Is the fried chicken as good there as at the home office? I can’t tell a meaningful difference. The peppery skin is beautifully crispy while the meat beneath it is moist without be freakish. The sides aren’t special, but they’re not why you go. For me, the red beans were thin and banal with a one-note twang that got old, while the white beans were far more satisfying. I had the macaroni and cheese on my first visit and don't remember them one way or another.

 

Still, the Uptown Willie Mae’s is an odd experience because it feels like a pop-up restaurant. It not only inhabits the space that formerly housed the Fat Hen Grocery, but I assume that the floor plan with the long bar, the inside wooden awning, and the floor plan were part of that business or one that came before. None of it makes any sense specifically to Willie Mae’s or fried chicken, and the counter actually creates some confusion.

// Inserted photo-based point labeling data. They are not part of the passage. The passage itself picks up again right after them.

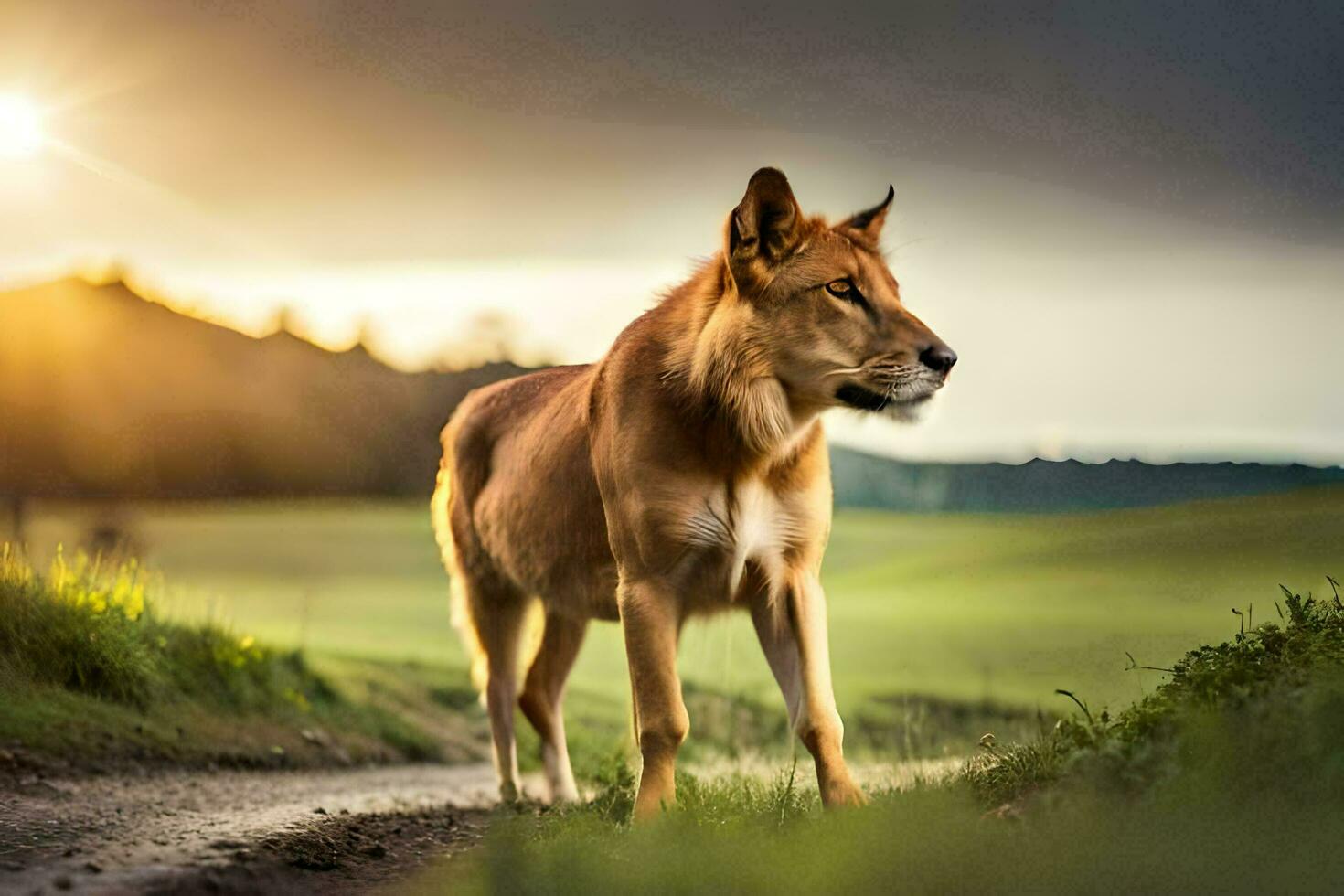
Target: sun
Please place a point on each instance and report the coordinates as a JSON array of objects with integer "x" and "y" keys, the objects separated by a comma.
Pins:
[{"x": 20, "y": 128}]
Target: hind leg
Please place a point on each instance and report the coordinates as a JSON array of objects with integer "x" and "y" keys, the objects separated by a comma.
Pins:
[
  {"x": 543, "y": 692},
  {"x": 499, "y": 614}
]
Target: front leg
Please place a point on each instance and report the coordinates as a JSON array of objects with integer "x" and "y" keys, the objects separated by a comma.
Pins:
[
  {"x": 800, "y": 656},
  {"x": 651, "y": 620}
]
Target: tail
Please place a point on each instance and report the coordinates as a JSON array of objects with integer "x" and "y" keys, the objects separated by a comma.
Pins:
[{"x": 460, "y": 606}]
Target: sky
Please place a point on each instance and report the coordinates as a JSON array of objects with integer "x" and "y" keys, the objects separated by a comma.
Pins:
[{"x": 1128, "y": 219}]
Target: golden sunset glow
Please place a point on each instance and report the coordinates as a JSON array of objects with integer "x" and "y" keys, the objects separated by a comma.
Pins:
[{"x": 20, "y": 128}]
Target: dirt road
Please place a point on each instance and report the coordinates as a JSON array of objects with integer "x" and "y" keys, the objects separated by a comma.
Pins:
[{"x": 345, "y": 830}]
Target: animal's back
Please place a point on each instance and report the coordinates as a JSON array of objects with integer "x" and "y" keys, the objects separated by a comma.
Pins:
[{"x": 517, "y": 503}]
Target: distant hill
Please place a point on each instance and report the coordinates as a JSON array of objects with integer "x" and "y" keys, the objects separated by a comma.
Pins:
[
  {"x": 105, "y": 394},
  {"x": 1041, "y": 486}
]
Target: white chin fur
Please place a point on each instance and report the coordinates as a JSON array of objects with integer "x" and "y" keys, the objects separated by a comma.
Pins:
[{"x": 909, "y": 411}]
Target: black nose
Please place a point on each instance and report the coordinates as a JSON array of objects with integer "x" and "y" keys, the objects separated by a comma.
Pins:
[{"x": 938, "y": 357}]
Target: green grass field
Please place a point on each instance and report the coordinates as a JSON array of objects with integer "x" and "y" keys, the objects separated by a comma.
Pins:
[{"x": 965, "y": 607}]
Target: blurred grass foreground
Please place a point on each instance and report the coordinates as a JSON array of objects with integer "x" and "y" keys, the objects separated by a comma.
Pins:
[
  {"x": 91, "y": 672},
  {"x": 1227, "y": 778}
]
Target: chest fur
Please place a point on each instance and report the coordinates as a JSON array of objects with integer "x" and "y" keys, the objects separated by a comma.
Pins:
[{"x": 748, "y": 524}]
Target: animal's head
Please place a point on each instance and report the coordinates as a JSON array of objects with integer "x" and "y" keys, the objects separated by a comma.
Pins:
[{"x": 826, "y": 305}]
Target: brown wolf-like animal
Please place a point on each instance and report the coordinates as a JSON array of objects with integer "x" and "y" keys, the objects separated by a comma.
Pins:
[{"x": 683, "y": 473}]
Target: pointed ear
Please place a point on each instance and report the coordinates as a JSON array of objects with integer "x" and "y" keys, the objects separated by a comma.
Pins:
[
  {"x": 766, "y": 225},
  {"x": 869, "y": 222}
]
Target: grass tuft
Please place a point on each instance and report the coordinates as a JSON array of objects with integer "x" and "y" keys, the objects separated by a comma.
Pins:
[{"x": 89, "y": 632}]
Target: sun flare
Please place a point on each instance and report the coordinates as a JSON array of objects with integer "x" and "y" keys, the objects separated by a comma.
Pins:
[{"x": 20, "y": 128}]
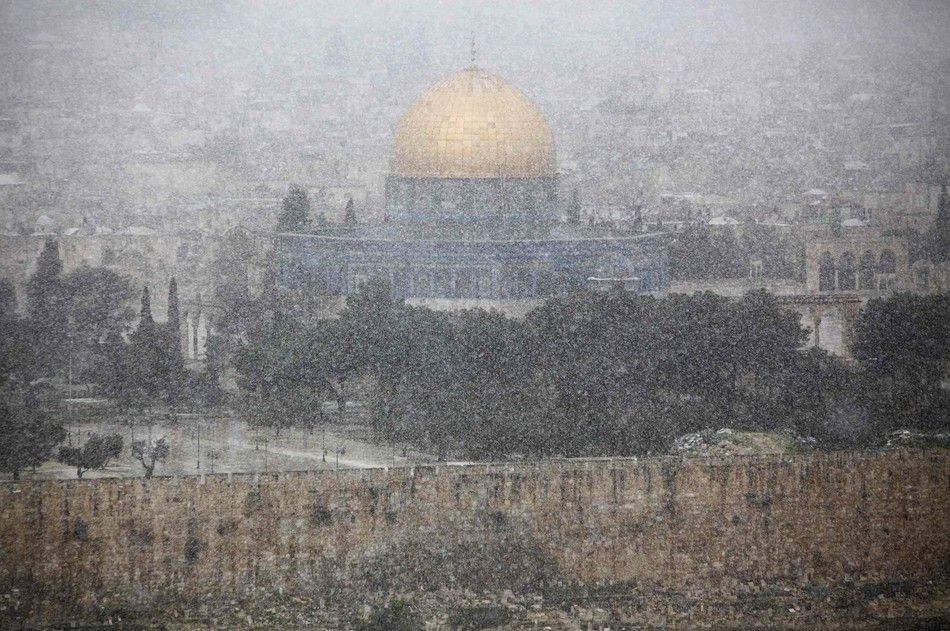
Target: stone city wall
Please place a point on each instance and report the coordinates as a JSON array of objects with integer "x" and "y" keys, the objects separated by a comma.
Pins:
[{"x": 667, "y": 522}]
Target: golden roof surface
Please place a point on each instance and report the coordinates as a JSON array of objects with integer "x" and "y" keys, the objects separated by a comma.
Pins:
[{"x": 473, "y": 124}]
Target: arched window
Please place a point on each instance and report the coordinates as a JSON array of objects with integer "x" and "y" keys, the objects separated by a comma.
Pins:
[
  {"x": 826, "y": 272},
  {"x": 846, "y": 272},
  {"x": 888, "y": 262},
  {"x": 866, "y": 271}
]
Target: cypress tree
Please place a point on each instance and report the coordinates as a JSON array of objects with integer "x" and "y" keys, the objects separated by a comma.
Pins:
[
  {"x": 349, "y": 213},
  {"x": 47, "y": 308},
  {"x": 574, "y": 208},
  {"x": 941, "y": 238},
  {"x": 294, "y": 211},
  {"x": 174, "y": 317},
  {"x": 145, "y": 316}
]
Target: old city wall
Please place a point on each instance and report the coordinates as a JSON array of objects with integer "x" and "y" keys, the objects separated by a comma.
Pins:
[{"x": 709, "y": 523}]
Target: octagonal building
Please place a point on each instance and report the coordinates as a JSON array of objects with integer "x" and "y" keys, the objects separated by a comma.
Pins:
[{"x": 472, "y": 216}]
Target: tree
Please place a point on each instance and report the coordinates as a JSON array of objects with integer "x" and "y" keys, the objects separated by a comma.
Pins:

When you enter, you belly up to a counter where copies of the menu have been taped down. It can look like a line, but it isn’t. Or it isn’t always. Sometimes groups linger over the menu and talk out their choices as the cashier finishes with an order. You can jump around and order, or you can wait. Whatever the case, you then find a seat and wait for your lunch to be served.

willie mae's front counter

 

The walls enhance the provisional feel of Willie Mae’s, with nothing on them, nor is there a sign out front. The banner that announced its opening remains up and over one window to let people know what’s going on inside.
Service during lunch time is swift, sometimes remarkably so. Since the room has little ambience, that’s not a bad thing. The restaurant’s not so wrong that you want to get out of it, but it’s not so right that you want to settle in.

The bottom line is at Willie Mae’s Scotch House, you’re a part of a neighborhood and a tradition. It’s what people love about New Orleans’ dining—the sense of being connected to something bigger than yourself. Willie Mae’s Grocery & Deli is a place to go to get good fried chicken. That’s good too, but you won't mistake the experience of one restaurant for the other.